`scikit-learn`點滴

scikit-learn是非常漂亮的一個機器學習庫,在某些時候,使用這些庫能夠大量的節省你的時間,至少,我們用Python,應該是很難寫出速度快如斯的代碼的.

scikit-learn官方出了一些文檔,但是個人覺得,它的文檔很多東西都沒有講清楚,它說算法原理的時候,只是描述一下,除非你對這種算法已經爛熟于心,才會對它的描述會心一笑,它描述API的時候,很多時候只是講了一些常見用法,一些比較高級的用法就語焉不詳,雖然有很多人說,這玩意的文檔寫得不錯,但是我覺得特坑.所以這篇博文,會記錄一些我使用這個庫的時候碰到的一些坑,以及如何跨過這些坑.慢慢來更新吧,當然,以后如果不用了,文章估計也不會更新了,當然,我也沒有打算說,這篇文章有多少人能看.就這樣吧.

聚類

坑1: 如何自定義距離函數?

雖然說scikit-learn這個庫實現了很多的聚類函數,但是這些算法使用的距離大部分都是歐氏距離或者明科夫斯基距離,事實上,根據我們教材上的描述,所謂的距離,可不單單僅有這兩種,為了不同的目的,我們可以用不同的距離來度量兩個向量之間的距離,但是很遺憾,我并沒有看見scikit-learn中提供自定義距離的選項,網上搜了一大圈也沒有見到.

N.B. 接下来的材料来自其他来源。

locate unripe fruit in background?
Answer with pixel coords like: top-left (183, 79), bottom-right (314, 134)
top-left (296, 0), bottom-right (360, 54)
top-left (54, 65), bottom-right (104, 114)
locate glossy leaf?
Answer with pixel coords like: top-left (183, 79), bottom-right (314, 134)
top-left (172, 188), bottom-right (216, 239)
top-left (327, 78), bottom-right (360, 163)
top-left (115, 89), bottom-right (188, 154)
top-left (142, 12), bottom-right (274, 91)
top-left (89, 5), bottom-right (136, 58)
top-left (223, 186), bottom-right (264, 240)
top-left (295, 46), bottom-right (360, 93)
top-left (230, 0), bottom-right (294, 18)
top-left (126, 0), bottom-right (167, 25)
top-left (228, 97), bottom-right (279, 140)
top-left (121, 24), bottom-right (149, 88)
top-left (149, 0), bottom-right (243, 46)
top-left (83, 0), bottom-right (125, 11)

但是不用擔心,我們可以間接實現這個東西.以DBSCAN算法為例,下面是類的一個構造函數:

class sklearn.cluster.DBSCAN(eps=0.5, min_samples=5, metric='euclidean', algorithm='auto', leaf_size=30, p=None, n_jobs=1) # eps表示兩個向量可以被視作為同一個類的最大的距離 # min_samples表示一個類中至少要包含的元素數量,如果小于這個數量,那么不構成一個類

我們要特別注意一下metric這個選項,我們來看一下選項:

metric : string, or callableThe metric to use when calculating distance between instances in a feature array. If metric is a string or callable, it must be one of the options allowed by metrics.pairwise.calculate_distance for its metric parameter. If metric is “precomputed”, X is assumed to be a distance matrix and must be square. X may be a sparse matrix, in which case only “nonzero” elements may be considered neighbors for DBSCAN. New in version 0.17: metric precomputed to accept precomputed sparse matrix.

這段描述其實透露了一個很重要的信息,那就是其實你可以自己提前計算各個向量的相似度,構成一個相似度的矩陣,只要你設置metric='precomputedd'就行,那么如何調用呢?

我們來看一下fit函數.

fit(X, y=None, sample_weight=None)
# X : array or sparse (CSR) matrix of shape (n_samples, n_features), or array of shape (n_samples, n_samples)
# A feature array, or array of distances between samples if metric='precomputed'.

上面的注釋是什么意思呢,我翻譯一下,如果你將metric設置成了precomputed的話,那么傳入的X參數應該為各個向量之間的相似度矩陣,然后fit函數會直接用你這個矩陣來進行計算.否則的話,你還是要乖乖地傳入(n_samples, n_features)形式的向量.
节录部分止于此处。